Torah laws vs. Hammurabi's code

In the Jewish History text book, Jews a History, by John Efron , describes a historical, yet secular perspective on Jewish history.  While most historical are provided with certain evidential proof, Jewish history is among the most controversial.  Personally, I find most of its content disturbing and somewhat offensive.

The Claim:  Torah laws are very similar to those found in the Code of Hammurabi (which predated the Torah).  Hence, it must be composed by man, not God, because God has no need to plagiarize.

The Truth:  Efron cites one example, a comparison between Exodus 21:26-27 and its Hammurabi counterpart. While there are similarities, there are even more differences.
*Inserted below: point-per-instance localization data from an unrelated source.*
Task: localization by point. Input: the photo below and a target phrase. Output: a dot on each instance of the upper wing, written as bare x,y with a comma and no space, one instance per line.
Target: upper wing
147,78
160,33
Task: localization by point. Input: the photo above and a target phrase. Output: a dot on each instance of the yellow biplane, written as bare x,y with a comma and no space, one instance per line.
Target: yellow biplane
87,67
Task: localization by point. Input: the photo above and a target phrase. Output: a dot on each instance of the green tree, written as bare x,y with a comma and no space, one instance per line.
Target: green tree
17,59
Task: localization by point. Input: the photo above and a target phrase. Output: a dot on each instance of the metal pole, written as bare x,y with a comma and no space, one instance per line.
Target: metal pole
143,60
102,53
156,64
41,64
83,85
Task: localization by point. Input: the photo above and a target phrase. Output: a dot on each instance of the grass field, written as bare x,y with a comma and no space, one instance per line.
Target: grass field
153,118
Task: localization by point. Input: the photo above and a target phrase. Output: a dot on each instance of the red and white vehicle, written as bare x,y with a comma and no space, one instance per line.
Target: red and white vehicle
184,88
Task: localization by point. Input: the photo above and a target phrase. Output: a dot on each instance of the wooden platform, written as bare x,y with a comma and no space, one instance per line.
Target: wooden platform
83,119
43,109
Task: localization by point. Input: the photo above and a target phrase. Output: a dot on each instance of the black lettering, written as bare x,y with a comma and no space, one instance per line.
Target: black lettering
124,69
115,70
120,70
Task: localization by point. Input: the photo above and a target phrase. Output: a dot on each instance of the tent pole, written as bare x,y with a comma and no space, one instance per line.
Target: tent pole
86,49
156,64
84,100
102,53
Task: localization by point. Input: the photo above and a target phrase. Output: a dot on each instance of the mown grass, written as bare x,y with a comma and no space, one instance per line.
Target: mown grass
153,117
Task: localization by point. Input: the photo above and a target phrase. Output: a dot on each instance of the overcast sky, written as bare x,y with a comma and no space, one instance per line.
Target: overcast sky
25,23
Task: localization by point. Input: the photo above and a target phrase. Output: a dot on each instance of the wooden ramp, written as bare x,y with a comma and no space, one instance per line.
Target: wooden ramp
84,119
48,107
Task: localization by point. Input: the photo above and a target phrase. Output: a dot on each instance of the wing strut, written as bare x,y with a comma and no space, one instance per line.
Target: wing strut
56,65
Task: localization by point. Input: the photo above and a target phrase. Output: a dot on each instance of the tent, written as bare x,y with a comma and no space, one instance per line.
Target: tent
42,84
To take this as a prime example of the Torah "plagiarizing" from Hammurabi seems rather weak. Even if the cases are similar, it is entirely feasible that Hashem chose a case that was similar to the then-modern-day law in order to contrast it with Torah law.

See for yourself below:
When a man strikes the eye of a male or the eye of a female slave, and destroys it, he shall free the person to compensate for the eye.  If he knocks out the tooth of a male slave or the tooth of a female slave, he shall free him from the tooth (Exodus 21:26-27) .

If a man of rank has destroyed the eye of a member of his aristocracy, they shall destroy his eye.  If he has broken the bone of another man of rank, they shall break his bone.  If he has destroyed the eye of a commoner or broken the bone of a commoner, he shall pay one mina or silver.  If he has destroyed the eye of another man's slave or broken the bone of a man's slave, he shall pay one-half his value.  If a man of rank has knocked out a tooth of a free-man of his own rank, they shall knock out his tooth.  If he has knocked out a commoner's tooth, he shall pay one-third mina of silver (Code of Hamurabbi) (Efron 31).